To identify the long-term risks of malignancy in patients with myositis-specific antibody (MSA)-positive idiopathic inflammatory myopathy (IIM). This retrospective cohort study included 216 IIM patients (aged > 18 years). Of these, 109 patients were positive for antibodies against anti-aminoacyl-tRNA synthetase (ARS), melanoma differentiation-associated gene 5 (MDA5), Mi-2, and transcriptional intermediary factor 1-γ (TIF1-γ). Age- and sex-matched standardized incidence ratios (SIRs) were calculated to compare the incidence of malignancy in IIM patients to that of the general population. The malignancy-free survival rate was estimated by Kaplan–Meier methods. Our study included 109 patients, 64 with anti-ARS, 28 with anti-MDA5, 9 with anti-Mi-2, and 8 with anti-TIF1-γ antibodies; 16 and 5 patients were diagnosed with a malignancy within 3 years before or after and within 4 to 10 years after their IIM onset, respectively.

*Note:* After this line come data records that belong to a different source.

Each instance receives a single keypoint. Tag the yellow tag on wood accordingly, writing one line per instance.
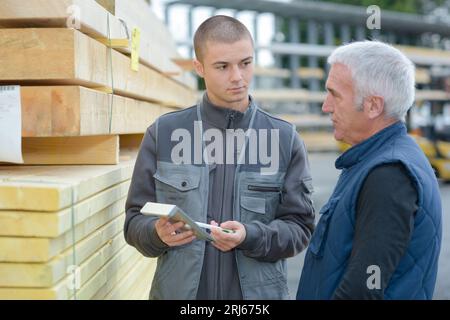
(135, 47)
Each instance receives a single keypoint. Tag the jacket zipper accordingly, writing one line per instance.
(278, 190)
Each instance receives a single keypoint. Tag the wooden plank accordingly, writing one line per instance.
(109, 5)
(71, 150)
(127, 284)
(141, 284)
(22, 275)
(108, 272)
(52, 225)
(131, 141)
(67, 56)
(43, 188)
(61, 111)
(15, 249)
(93, 21)
(47, 274)
(116, 278)
(63, 291)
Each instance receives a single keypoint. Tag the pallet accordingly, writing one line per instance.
(63, 111)
(93, 20)
(53, 225)
(17, 249)
(43, 275)
(55, 188)
(63, 291)
(71, 150)
(67, 56)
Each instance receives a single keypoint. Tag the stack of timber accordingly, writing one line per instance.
(61, 234)
(79, 93)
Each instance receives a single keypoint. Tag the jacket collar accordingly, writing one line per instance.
(364, 149)
(222, 118)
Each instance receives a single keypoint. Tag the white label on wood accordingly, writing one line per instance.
(10, 125)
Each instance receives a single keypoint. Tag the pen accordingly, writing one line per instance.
(209, 226)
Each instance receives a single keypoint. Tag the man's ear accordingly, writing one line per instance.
(373, 106)
(199, 68)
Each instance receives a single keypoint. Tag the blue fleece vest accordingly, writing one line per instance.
(331, 245)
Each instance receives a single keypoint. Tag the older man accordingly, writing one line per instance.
(379, 235)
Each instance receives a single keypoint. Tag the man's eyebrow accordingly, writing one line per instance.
(220, 63)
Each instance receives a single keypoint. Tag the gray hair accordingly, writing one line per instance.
(382, 70)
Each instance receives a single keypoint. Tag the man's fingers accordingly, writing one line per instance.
(184, 241)
(174, 240)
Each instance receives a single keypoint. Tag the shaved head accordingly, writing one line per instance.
(222, 29)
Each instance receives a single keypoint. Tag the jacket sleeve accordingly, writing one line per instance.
(289, 233)
(139, 230)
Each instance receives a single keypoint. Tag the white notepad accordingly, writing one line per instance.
(175, 214)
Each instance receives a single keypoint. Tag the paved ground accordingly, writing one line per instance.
(325, 177)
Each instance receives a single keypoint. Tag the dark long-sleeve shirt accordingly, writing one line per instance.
(384, 224)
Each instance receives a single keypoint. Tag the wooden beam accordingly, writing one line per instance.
(131, 141)
(144, 271)
(93, 21)
(67, 56)
(62, 291)
(58, 187)
(71, 150)
(109, 5)
(18, 249)
(52, 225)
(113, 282)
(62, 111)
(154, 31)
(37, 275)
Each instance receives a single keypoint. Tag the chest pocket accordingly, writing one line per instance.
(319, 238)
(260, 196)
(179, 185)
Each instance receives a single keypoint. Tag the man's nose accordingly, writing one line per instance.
(326, 106)
(236, 74)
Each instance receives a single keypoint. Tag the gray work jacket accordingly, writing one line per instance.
(275, 207)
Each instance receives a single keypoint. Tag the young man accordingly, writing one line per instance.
(227, 178)
(380, 233)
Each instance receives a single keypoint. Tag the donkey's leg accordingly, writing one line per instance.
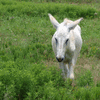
(67, 70)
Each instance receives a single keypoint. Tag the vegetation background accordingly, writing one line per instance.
(28, 68)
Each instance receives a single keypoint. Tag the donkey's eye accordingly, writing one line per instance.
(67, 41)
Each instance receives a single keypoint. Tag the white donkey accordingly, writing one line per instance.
(66, 44)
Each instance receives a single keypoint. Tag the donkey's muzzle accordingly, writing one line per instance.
(59, 59)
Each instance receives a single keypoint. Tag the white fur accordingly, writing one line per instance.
(69, 51)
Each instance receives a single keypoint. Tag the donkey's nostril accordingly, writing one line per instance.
(59, 59)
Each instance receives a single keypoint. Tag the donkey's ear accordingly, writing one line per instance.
(53, 21)
(74, 24)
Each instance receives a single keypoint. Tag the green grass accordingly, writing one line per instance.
(28, 68)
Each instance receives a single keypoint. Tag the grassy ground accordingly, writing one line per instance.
(28, 68)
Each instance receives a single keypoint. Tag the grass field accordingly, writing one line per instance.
(28, 67)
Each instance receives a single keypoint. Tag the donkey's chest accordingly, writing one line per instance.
(68, 57)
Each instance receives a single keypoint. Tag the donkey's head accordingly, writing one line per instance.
(62, 35)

The SIRs of malignancy within 3 years of IIM onset for each MSA were calculated as follows: 2.12 (95% confidence interval [CI] 0.98–4.35) for anti-ARS, 1.87 (95% CI 0.48–4.97) for anti-MDA5, 2.11 (95% CI 0.11–13.69) for anti-Mi-2, and 9.30 (95% CI 2.98–25.58) for anti-TIF1-γ antibodies. The SIR at 4 to 10 years after IIM onset in patients with an anti-MDA5 antibody was 4.62 (95% CI 1.19–14.72); other MSAs did not have statistically significant SIRs. The long-term SIR of malignancy in patients with an anti-MDA5 antibody was 4.62 (95% CI 1.19–14.72), and the SIR among patients with an anti-TIF1-γ antibody within 3 years of IIM onset was 9.30 (95% CI 2.98–25.58). Screening for malignancies in patients with late phase of IIM and an anti-MDA5 antibody may be beneficial.